Usually, the treatment for psoriatic arthritis involves exercise, and inflammatory drugs called NSAIDs. These are an non-steroid medication and support inflammation, stiffness, and fever but may cause ulcers and internal bleeding with prolonged use.
If these drugs are no longer effective, they move on to other medications like methotrexate, corticosteroids, and antimalarial medications.
The exercise programs can be done at home or in a medical facility if you need the support and assistance. These routines would be tailored to the individual and the capabilities the patient or sufferer still obtained in their daily life or from one outbreak to the other.

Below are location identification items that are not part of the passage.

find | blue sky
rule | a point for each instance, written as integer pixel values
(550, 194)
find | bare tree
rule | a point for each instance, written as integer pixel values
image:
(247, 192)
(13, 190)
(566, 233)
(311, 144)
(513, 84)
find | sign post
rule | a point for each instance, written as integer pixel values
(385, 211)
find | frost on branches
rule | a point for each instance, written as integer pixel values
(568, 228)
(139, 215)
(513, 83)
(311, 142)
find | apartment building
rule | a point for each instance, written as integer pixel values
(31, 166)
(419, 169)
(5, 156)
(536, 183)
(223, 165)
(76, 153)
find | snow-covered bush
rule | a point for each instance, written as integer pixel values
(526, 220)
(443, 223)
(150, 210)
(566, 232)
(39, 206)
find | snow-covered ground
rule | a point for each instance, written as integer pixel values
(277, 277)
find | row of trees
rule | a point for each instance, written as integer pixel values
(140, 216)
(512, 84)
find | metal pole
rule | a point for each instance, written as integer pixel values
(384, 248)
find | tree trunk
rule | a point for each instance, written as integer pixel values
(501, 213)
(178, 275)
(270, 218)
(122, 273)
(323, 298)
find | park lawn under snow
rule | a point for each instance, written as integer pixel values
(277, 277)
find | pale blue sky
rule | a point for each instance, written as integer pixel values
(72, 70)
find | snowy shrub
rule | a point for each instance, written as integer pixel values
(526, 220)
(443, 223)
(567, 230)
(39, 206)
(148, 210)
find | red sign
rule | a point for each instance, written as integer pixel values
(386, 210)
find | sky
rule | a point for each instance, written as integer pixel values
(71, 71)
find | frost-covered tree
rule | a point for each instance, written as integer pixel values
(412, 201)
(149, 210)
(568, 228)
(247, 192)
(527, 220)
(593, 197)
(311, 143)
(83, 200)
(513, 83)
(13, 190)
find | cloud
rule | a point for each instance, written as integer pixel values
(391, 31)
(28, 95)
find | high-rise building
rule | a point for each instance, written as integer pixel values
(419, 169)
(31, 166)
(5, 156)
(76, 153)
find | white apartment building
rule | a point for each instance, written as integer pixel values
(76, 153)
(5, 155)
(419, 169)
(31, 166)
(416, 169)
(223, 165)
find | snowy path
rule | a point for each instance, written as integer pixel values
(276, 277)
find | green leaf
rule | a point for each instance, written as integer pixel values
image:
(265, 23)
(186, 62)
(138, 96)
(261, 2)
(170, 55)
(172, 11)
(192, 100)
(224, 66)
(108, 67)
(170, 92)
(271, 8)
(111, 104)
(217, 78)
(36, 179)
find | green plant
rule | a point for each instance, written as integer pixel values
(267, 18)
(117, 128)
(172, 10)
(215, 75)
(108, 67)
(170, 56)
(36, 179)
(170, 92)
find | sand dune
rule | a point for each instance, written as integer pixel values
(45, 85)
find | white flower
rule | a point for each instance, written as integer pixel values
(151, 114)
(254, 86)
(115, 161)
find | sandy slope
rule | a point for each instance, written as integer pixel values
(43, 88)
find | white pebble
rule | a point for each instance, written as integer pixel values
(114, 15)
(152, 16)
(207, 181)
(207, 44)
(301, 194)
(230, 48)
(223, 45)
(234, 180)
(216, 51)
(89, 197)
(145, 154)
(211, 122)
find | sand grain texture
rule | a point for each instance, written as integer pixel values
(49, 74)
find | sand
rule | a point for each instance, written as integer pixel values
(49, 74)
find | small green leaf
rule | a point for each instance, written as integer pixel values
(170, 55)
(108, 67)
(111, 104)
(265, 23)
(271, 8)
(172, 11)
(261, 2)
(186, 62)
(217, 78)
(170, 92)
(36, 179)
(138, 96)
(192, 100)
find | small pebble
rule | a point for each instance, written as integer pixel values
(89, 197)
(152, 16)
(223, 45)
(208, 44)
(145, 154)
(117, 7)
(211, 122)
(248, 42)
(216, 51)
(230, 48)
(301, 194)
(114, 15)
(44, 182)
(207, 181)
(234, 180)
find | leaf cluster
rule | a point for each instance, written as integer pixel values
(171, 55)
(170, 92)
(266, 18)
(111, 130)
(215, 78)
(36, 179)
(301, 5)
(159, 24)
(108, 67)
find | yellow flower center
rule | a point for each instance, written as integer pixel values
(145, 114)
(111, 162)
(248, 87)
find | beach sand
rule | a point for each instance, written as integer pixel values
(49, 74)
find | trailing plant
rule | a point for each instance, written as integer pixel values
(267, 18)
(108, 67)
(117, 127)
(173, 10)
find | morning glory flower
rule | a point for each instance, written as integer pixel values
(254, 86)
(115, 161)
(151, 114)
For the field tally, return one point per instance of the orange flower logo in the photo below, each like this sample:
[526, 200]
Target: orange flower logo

When finished it is usually best practice to stretch afterward, take a warm shower or use hot compacts on the joints. The use of Ice packs is also a way of reducing the swelling and soreness that usually follow a workout routine.
Your exercising routine should be done on regular schedule. This type of treatment for psoriatic arthritis is to build and maintain strength in the muscles, skeleton, joints and encourage flexibility in the joints.